Saturday, 17 September 2011

Having a Lark at Island View Beach

Jenny had a rare day off yesterday, so we headed to one of her favourite spots for the afternoon - Island View Beach, on the Saanich peninsula. Of course, I wasn't too unhappy about this as it would cause us to pass right through the area where sandhill cranes have been seen for the last couple of days!
As we headed alongside the farm fields in this widely agricultural area, we kept an eye out for the large birds, but failed to spot them. At McIntyre Road, we did see a northern harrier cruising the fields, flushing large numbers of savannah sparrows and American pipits as it went.

We drove down to the far car park, and headed out along the beach and on to Saanichton Spit. There wasn't too much going on offshore, although we did see a few horned grebes in various states of moult (one pictured), a pair of fly-by white-winged scoter and a handful of Heermann's gulls.
Just as we came to the outfalls area, a merlin flew in and flushed a small group of peeps from the shore. Unfortunately they all flew off across the water and away.
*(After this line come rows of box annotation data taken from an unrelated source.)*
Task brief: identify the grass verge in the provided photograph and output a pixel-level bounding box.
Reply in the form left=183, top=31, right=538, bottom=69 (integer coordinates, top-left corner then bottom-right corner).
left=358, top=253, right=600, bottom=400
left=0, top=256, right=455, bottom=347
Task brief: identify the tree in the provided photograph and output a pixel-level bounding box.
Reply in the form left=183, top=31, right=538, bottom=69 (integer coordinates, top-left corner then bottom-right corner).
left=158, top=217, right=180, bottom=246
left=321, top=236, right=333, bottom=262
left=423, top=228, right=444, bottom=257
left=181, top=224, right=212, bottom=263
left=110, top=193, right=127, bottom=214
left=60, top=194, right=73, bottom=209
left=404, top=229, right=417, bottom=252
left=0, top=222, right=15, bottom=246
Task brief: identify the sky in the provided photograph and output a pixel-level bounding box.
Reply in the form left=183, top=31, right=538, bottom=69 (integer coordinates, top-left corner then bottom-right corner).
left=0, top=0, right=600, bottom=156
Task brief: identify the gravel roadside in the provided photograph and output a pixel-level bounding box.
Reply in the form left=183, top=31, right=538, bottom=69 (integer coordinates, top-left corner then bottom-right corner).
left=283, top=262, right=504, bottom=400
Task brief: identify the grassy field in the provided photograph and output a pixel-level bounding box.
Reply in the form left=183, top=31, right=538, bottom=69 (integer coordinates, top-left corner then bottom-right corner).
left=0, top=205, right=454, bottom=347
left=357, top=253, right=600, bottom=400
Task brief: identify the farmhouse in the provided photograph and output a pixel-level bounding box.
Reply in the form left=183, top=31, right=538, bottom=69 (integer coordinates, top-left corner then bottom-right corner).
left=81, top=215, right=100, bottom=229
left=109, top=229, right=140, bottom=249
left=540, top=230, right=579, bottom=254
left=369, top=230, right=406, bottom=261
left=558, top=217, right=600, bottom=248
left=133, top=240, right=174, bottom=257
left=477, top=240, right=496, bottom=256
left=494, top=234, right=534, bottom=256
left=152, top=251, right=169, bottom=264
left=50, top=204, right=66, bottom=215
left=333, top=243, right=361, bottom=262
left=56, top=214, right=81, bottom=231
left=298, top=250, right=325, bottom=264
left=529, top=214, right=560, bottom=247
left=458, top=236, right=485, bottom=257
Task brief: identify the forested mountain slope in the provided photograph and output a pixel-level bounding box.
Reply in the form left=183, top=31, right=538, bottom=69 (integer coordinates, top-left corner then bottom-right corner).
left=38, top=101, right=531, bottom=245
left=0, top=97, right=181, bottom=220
They seemed to be mainly least sandpiper, although a couple of larger birds seemed highly suggestive of Baird's. We came across another 4 leasts later, but nothing else shorebirds-wise.

In the grassy spit area we did find a group of 6 horned lark (pictured), and an American pipit. The birds were incredibly difficult to locate when feeding on the ground, and only gave their presence away by calling in flight, and then dropping down quite close to us. These are the first horned larks that I've had the pleasure of seeing in BC (I saw lots in Alberta a few years ago) and these looked way different to the birds that I've seen in Europe.
I assume that these are arcticola birds, given their hefty build and overall paleness. Birders back home will see from this pic just how unlike 'our' shore larks these are!
We returned to the car and drove along a short way, stopping down at the parking area at the end of Island View Road to eat our egg sarnies. I went and had a route around in the fields here and came across good numbers of American goldfinches feeding in the brambles. A northern harrier came through, exciting the 100 or so swallows present, and flushing a flock of around 70 American pipit from the field. Other than a few savannah sparrows, I couldn't see or hear anything else among them.
As I stood watching the pipits flying around my eye was caught by some distant large birds over, and beyond, the trees.

Lifting my bins, I could see that they were clearly 5 sandhill cranes!
They kept appearing and disappearing from view behind the trees and were seemingly flying around over the Martindale area fields in search of somewhere to pitch down.
As I was looking at these great birds, a merlin whizzed by, once again causing much panic among the hirundines and pipits.

We drove around to the fields and eventually located the cranes, some distance away. Hence the crummy pics here.
We got good 'scope views though and enjoyed seeing the birds as they restlessly moved around the area, taking off and landing frequently.
Although I've seen sandhill cranes in the US, again these were a BC first - unless you count those highly dubious ones at Reiffel... which I'm not inclined to.